This Court has reviewed both the transcript of White's guilty plea proceedings and the explanation-of-rights form that are contained in the record of his direct appeal.2 The transcript and the form reveal that White was fully advised of his rights as required by Rule 14.4(a), Ala. R.Crim. P., and that he indicated to the trial court that he understood those rights. Additionally, nothing in the record or in White's Rule 32 petition supports his claim that his trial counsel did not adequately investigate his case. However, the transcript does show that the trial court incorrectly advised White that the minimum possible sentence he could face was 15 years' imprisonment. Because White used a deadly weapon — a metal pipe — in the commission of this crime, the minimum sentence he was eligible to receive was 20 years' imprisonment.3 § 13A-5-6(a)(4), Ala. R.Crim. P.

The law in Alabama is clear that the trial court's failure to correctly advise a defendant of the minimum and maximum sentences before accepting his guilty plea renders that guilty plea involuntary. In Ex parte Rivers, 597 So.2d 1308 (Ala.1991), as in the present case, the appellant was not advised, before he entered his guilty plea, of the minimum possible sentence. Citing Carter v. State, 291 Ala. 83, 277 So.2d 896 (1973), the Alabama Supreme Court reversed Rivers's conviction.
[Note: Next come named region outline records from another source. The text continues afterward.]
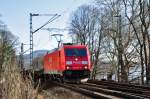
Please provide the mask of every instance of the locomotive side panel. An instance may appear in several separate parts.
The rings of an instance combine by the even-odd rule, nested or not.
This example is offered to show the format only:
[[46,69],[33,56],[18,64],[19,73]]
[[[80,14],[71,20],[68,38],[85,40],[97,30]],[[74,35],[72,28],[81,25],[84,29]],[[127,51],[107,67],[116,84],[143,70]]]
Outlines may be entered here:
[[61,73],[59,51],[47,54],[44,57],[44,71],[49,74]]

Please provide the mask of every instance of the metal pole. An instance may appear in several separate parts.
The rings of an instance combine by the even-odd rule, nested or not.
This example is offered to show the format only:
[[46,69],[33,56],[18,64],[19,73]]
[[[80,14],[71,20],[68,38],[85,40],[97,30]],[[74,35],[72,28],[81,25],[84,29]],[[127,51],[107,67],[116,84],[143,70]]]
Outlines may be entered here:
[[32,32],[32,13],[30,13],[30,67],[32,67],[32,60],[33,60],[33,32]]

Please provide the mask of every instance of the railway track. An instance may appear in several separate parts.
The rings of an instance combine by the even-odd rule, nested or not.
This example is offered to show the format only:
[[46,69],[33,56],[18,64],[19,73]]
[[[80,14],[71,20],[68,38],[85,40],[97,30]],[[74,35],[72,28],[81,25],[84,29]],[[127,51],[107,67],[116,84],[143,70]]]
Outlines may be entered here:
[[[150,90],[145,86],[120,85],[104,81],[88,81],[87,83],[71,84],[52,81],[58,86],[82,93],[91,98],[105,99],[150,99]],[[46,86],[48,87],[48,86]]]
[[[84,95],[90,96],[92,98],[106,98],[106,99],[149,99],[150,96],[143,95],[140,93],[132,92],[133,90],[118,90],[110,89],[109,86],[97,85],[92,83],[83,84],[62,84],[58,85],[74,90],[76,92],[82,93]],[[124,91],[125,90],[125,91]]]

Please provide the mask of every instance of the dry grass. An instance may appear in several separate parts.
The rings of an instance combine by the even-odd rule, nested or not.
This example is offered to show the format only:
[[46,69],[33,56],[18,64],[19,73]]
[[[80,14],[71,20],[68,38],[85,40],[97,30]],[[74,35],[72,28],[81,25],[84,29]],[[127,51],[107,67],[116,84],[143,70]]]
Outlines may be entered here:
[[0,88],[2,99],[37,99],[37,89],[33,88],[31,79],[23,79],[16,63],[11,60],[3,64]]

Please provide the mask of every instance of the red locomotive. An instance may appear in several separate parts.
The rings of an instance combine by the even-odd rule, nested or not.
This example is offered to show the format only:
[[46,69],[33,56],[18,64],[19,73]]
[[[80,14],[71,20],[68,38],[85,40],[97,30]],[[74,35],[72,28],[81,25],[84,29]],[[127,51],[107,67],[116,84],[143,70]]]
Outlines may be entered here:
[[81,80],[89,78],[90,71],[90,53],[85,45],[63,45],[44,56],[44,74]]

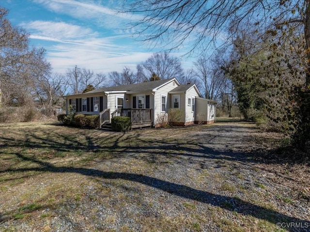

"Carter v. State notes that subsequent to the United States Supreme Court case of Boykin v. Alabama, 395 U.S. 238, 89 S.Ct. 1709, 23 L.Ed.2d 274 (1969), it became established that the defendant must be informed of the maximum and minimum possible sentences as an absolute constitutional prerequisite to the acceptance of a guilty plea. Carter v. State, citing Jones v. State, 48 Ala.App. 32, 261 So.2d 451 (1972); Spidell v. State, 48 Ala.App. 24, 261 So.2d 443 (1972); People v. Ingeneri, 7 Ill.App.3d 809, 288 N.E.2d 550 (1972); People v. Buck, 7 Ill.App.3d 758, 288 N.E.2d 548 (1972); Cooper v. State, 47 Ala.App. 178, 252 So.2d 104 (1971), cert. denied, 287 Ala. 728, 252 So.2d 108 (1971). `Boykin stands for the proposition that a defendant is constitutionally entitled to have information concerning the range of punishment prescribed by the act to which he may be sentenced and the consequences of the conviction at the time he enters his guilty plea.' Coleman v. Alabama, 827 F.2d 1469, 1473 (11th.Cir.1987)."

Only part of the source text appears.